In particular, itching and pain at the hot spots can be excruciating for many dogs and impair their quality of life. For the veterinarian, pyoderma can be a challenge as it occurs along with other medical conditions. The question comes up:
Which symptom belongs to which disease?
The expert will shorten or shear the fur. This facilitates diagnosis as well as therapy. Skin biopsies and microbiological examinations are suitable for detecting bacterial infestation.
In young dogs up to 12 months of age whose genital area is affected, experts speak of “puppy pyoderma”. These are often superficial pus lichen, which is associated with a good prognosis.
Therapy for Pyoderma in Dogs
To treat pyoderma, many vets recommend extensive shearing of the dog. If the dog is in pain from the inflamed skin, the clipping must be done under anesthesia. This allows better hygiene to get the bacterial infection under control.
The four-legged friend is to be prevented from scratching and licking the affected skin – for example with a neck collar. Special antibacterial shampoos or sprays and ointments are used. Antibiotics are required for deeper pyoderma.
Dog owners should strictly follow the veterinarian’s instructions when administering medication.

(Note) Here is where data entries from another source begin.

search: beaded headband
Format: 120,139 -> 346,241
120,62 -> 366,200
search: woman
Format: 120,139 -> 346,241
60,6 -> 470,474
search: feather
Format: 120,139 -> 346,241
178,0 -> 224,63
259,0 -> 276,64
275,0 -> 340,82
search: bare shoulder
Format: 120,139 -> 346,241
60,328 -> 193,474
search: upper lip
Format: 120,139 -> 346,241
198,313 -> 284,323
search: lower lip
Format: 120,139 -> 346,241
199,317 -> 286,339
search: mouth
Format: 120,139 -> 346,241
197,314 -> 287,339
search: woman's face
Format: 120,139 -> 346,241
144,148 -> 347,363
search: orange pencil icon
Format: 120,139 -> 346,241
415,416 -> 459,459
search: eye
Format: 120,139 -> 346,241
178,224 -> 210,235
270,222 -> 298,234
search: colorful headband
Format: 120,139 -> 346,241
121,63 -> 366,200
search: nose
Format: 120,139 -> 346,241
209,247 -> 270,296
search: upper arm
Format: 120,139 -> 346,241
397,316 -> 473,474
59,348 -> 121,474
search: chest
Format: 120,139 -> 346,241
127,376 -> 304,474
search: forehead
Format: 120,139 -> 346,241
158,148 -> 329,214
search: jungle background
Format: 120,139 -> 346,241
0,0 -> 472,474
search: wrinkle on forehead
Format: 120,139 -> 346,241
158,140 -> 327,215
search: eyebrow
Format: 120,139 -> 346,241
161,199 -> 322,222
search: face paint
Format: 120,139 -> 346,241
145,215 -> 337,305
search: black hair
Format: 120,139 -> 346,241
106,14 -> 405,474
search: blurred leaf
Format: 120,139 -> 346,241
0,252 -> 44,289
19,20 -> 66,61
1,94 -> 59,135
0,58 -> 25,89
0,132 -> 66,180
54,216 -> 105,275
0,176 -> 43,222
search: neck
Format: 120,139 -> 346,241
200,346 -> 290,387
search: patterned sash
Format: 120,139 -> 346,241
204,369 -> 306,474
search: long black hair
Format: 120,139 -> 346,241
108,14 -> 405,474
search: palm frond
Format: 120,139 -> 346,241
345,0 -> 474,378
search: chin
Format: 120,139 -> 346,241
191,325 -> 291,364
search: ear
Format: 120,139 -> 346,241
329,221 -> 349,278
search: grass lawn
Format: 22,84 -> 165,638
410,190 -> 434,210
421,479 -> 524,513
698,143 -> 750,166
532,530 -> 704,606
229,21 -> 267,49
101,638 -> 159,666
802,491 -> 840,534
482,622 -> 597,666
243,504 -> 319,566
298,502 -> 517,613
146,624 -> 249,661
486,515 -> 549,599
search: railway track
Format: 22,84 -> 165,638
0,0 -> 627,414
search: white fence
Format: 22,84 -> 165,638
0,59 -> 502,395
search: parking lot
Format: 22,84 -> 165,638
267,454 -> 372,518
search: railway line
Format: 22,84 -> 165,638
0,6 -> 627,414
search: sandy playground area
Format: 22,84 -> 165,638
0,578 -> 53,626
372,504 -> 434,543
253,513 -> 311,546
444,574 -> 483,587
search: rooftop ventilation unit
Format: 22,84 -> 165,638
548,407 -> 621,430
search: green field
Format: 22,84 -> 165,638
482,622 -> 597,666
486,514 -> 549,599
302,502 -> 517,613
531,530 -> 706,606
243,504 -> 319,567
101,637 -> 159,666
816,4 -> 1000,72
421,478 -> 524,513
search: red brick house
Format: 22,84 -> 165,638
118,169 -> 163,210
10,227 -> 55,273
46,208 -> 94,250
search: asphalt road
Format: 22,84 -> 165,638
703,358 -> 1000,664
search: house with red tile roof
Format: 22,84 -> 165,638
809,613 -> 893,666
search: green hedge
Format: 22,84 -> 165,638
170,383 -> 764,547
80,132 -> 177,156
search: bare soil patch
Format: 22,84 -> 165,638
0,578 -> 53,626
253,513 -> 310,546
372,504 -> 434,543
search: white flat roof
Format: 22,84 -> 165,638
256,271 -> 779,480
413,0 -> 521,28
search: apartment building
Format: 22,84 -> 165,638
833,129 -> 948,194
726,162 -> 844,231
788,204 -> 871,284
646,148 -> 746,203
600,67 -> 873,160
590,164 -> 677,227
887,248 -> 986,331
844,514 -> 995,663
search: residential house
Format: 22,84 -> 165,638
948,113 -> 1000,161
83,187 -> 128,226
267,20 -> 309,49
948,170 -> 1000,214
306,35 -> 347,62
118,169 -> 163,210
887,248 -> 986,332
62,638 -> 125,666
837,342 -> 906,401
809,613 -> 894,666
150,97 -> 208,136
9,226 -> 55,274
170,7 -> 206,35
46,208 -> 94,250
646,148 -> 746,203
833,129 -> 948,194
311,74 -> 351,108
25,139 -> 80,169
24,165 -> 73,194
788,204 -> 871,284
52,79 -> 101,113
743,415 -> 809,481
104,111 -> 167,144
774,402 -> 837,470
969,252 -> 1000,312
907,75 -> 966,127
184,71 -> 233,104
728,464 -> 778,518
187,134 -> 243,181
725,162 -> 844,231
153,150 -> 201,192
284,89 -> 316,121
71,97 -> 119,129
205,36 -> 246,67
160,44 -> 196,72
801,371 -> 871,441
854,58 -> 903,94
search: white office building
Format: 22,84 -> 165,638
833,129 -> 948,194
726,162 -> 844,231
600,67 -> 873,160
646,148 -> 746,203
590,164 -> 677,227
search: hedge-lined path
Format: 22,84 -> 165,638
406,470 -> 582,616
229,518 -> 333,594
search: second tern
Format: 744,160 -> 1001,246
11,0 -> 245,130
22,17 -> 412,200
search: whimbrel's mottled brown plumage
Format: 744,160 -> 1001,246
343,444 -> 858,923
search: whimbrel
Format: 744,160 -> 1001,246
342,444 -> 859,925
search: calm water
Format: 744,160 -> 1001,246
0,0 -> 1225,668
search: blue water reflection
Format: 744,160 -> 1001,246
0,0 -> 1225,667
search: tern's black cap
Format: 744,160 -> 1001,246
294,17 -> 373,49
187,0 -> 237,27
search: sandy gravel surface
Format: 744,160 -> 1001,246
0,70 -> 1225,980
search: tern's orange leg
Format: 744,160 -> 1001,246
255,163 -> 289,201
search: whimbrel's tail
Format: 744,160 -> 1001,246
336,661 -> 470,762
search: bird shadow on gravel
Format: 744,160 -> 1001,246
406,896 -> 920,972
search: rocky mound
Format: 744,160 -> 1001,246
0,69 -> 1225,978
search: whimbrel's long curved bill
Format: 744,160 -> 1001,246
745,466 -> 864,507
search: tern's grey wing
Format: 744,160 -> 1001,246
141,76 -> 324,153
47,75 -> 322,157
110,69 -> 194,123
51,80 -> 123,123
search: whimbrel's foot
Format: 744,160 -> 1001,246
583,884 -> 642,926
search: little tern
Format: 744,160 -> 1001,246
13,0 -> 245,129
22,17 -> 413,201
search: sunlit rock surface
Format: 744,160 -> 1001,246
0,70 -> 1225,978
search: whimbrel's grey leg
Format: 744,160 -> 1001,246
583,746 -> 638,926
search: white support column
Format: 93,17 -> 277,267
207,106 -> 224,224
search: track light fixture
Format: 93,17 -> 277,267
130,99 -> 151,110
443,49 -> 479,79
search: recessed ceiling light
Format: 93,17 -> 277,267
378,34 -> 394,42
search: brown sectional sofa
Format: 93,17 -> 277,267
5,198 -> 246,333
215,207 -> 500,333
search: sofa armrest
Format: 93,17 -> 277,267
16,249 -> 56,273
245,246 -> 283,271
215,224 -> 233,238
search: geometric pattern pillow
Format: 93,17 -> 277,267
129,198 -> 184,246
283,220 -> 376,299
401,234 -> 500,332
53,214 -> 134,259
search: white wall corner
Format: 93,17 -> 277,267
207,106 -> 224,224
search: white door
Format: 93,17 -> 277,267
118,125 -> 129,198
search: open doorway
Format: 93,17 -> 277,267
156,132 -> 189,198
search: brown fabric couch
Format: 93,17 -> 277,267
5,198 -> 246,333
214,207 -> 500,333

Antibiotics are often given for several weeks in pyoderma. Even after the symptoms have improved, therapy may be necessary to prevent relapse.
If the four-legged friends suffer from pain due to the inflammation of the skin, pain medication from the veterinarian is required. After consulting the vet, dabbing the skin with chamomile several times a day can also help.
Possible Causes of Pyoderma
Pyoderma never occurs alone, which means the owner and veterinarian must treat the bacterial infection as well as the underlying primary disease. Possible causes of pyoderma are:
- Parasite infestation;
- Immune deficiencies;
- Ear infections;
- Skin fungi.
Sometimes genetic dispositions play a role. An above-average number of young Golden Retriever dogs are prone to pyoderma. Other breeds that are more prone to hot spots include German Shepherds, Labradors, St. Bernard dogs, and long-haired dogs such as Bobtails and Collies.
Preventing Pyoderma in Dogs
If you take good care of your dog and react quickly when skin problems occur, you can prevent hot spots. Protect the dog’s skin, for example, from a warm, humid climate, which is an ideal breeding ground for bacterial infections.
Especially with long-haired dogs, make sure they are groomed well to prevent matting. If the dog bathes in summer, dry it off afterward.
A strong immune system protects against skin diseases. You can promote this with a species-appropriate diet, sufficient exercise, and as little stress as possible.
Anyone who checks the skin of their four-legged friend for abnormalities on a daily basis can identify possible hot-spot triggers such as allergies or skin fungi more quickly. If these are dealt with quickly, you will avoid hot spots.